Hal ini berarti bahwa perjanjian perdagangan bebas dan perjanjian lainnya antara Sri Lanka dan negara asing dan/atau perjanjian dengan entitas swasta dari negara asing tidak hanya akan memiliki kekuatan hukum jika disetujui oleh dua pertiga mayoritas parlemen, namun juga melindungi hak-hak sipil. kedaulatan rakyat Sri Lanka.
PENUTUP
Pemerintahan-pemerintahan berturut-turut telah menandatangani perjanjian dan perjanjian dengan negara-negara asing atau dengan badan-badan swasta negara-negara asing, beberapa dengan atau bahkan tanpa persetujuan Kabinet atas nama rakyat Sri Lanka. Oleh karena itu, hanya lembaga eksekutif pemerintah yang memberikan komitmen kepada rakyat Sri Lanka untuk mematuhi kewajiban yang tercantum dalam perjanjian ini. Kesewenang-wenangan tersebut merupakan pengkhianatan terhadap kedaulatan Rakyat karena Parlemen, yang secara konstitusional juga mempunyai kewenangan untuk melindungi kedaulatan kolektif Rakyat, tidak diikutsertakan dalam proses tersebut. Oleh karena itu, jika kedaulatan rakyat ingin dilindungi, kedua cabang pemerintahan, yaitu parlemen dan kabinet, harus terikat pada perjanjian yang mengikat rakyat Sri Lanka. Artinya, semua perjanjian dan perjanjian harus memerlukan persetujuan kabinet serta persetujuan dua pertiga anggota Parlemen jika kedaulatan kolektif rakyat ingin dilindungi. Tanpa hal ini, Pasal 3, sebuah pasal yang sudah mengakar, akan terpengaruh sehingga Konstitusi tidak berlaku lagi. dilanggar menjadi
Para penasihat pemerintah tidak menghargai implikasi konstitusional yang terkait dengan perjanjian antara Sri Lanka dan negara asing lainnya atau warga negaranya karena mereka tidak menyadari bahwa ketika perjanjian dibuat atas nama rakyat Sri Lanka, kedaulatan Sri Lanka adalah permainannya. adalah. Rakyat yang bersifat total, menyeluruh dan tidak dapat dicabut. Entah karena ketidaktahuan mereka, atau karena alasan keuntungan pribadi, implikasi yang terdapat dalam perjanjian seperti Perjanjian Pengadaan dan Lintas Jasa; Status Forces Agreement, Millennium Challenge Corporation Compact atau berbagai perjanjian perdagangan bebas dan lainnya yang sudah atau belum ditandatangani dianggap remeh dengan alasan tidak menjadi masalah besar karena perjanjian semacam itu sudah lazim ditandatangani oleh banyak negara lain.

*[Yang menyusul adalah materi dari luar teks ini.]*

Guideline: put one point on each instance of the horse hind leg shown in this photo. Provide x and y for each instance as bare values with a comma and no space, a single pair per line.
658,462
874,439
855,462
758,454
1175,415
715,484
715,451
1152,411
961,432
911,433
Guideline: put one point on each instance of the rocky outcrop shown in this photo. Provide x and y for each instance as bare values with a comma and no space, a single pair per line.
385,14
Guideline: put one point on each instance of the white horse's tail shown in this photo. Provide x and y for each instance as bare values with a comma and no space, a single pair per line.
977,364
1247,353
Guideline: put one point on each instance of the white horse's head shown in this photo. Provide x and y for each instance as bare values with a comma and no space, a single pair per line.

Meskipun pihak oposisi dipuji atas inisiatif yang diambil untuk mengusulkan agar Parlemen dilibatkan dalam peninjauan dan persetujuan perjanjian dengan negara-negara asing dan warga negaranya, terdapat kebutuhan mendesak untuk mereformasi prosedur dan praktik sehubungan dengan perjanjian dan perjanjian harus diterima. , untuk melembagakan. dengan negara-negara asing dan warga negaranya, jika kedaulatan rakyat Sri Lanka ingin dilindungi dan Konstitusi tidak dapat diganggu gugat.